When Paul Jefferies’ corpse was discovered, investigators counted over 40 injuries on the customs official, including a slashed throat.
As The Standard reports, the 52-year-old was found naked with a tea towel tied around his head.
He was slumped across the kitchen floor at his home in East Sussex, where he’d moved from London after a romantic relationship dissolved.
On February 23, 18-year-old Ben Bamford murdered Jefferies with intent to rob him in order to pay off a £400 drug debt.
During his trial, Bamford denied murder, arguing that Jefferies had “come on to him” and he was protecting himself from his advances.
Bamford remained stoic as the verdict was announced after three hours of deliberation.
He’d met Jefferies through Grindr two years prior, when he was just 15. They picked up contact again in December 2015.
Little did Jefferies know that the young man was “desperate” to settle his drug debts and being pressured by a drug dealer.
He told the court he’d hoped Jefferies would give him money, as he’d done during previous encounters.
The reason he stabbed Jefferies, he claimed, was because he “got on top of me.”
He said the man continued having sex with him despite his protests.
Leaving the older man for dead, he drove his Audi TT to pick up a friend on the way to Eastbourne District General Hospital.
Jurors were given a selfie of Bamford, in which he flicked off his middle finger from a hospital bed.
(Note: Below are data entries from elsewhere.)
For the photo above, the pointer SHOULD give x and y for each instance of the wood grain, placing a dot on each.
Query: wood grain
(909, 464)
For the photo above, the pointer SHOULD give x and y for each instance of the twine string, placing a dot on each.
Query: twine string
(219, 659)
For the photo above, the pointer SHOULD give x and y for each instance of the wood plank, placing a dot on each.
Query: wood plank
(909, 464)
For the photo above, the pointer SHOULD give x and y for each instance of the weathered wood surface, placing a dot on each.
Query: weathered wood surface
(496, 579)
He claims he harmed himself in order to avoid police involvement.
Annmarie Bamford, the murderer’s mother, told jurors she was “dumbfounded” when he told her he’d killed someone while recuperating from his injuries.
“I kept saying that I need to know what’s happening,” she said. “And then he shouted, ‘I think I’ve killed somebody.’”
She went online to find anything that corroborated his story, and eventually came across a report of Jefferies’ death.
After the verdict, Detective Chief inspector Tanya Jones issued a statement:
This was a horrific attack by a teenage boy who preyed on his victim with the aim of exploiting him for money.
The level of violence he inflicted on Paul Jefferies was extreme and then he fled the scene in his victim’s car. He showed no remorse, smirking for a selfie photo just hours later.
However, the jury did not believe his story.
“Although this can never undo what he has done, I hope it will bring some justice for Paul’s family, friends and colleagues.”
According to friends, Jefferies was a “warm and humorous man.”
Adrian Cooper, deputy director of specialist personal tax at HMRC, described him as “a highly valued colleague and friend.”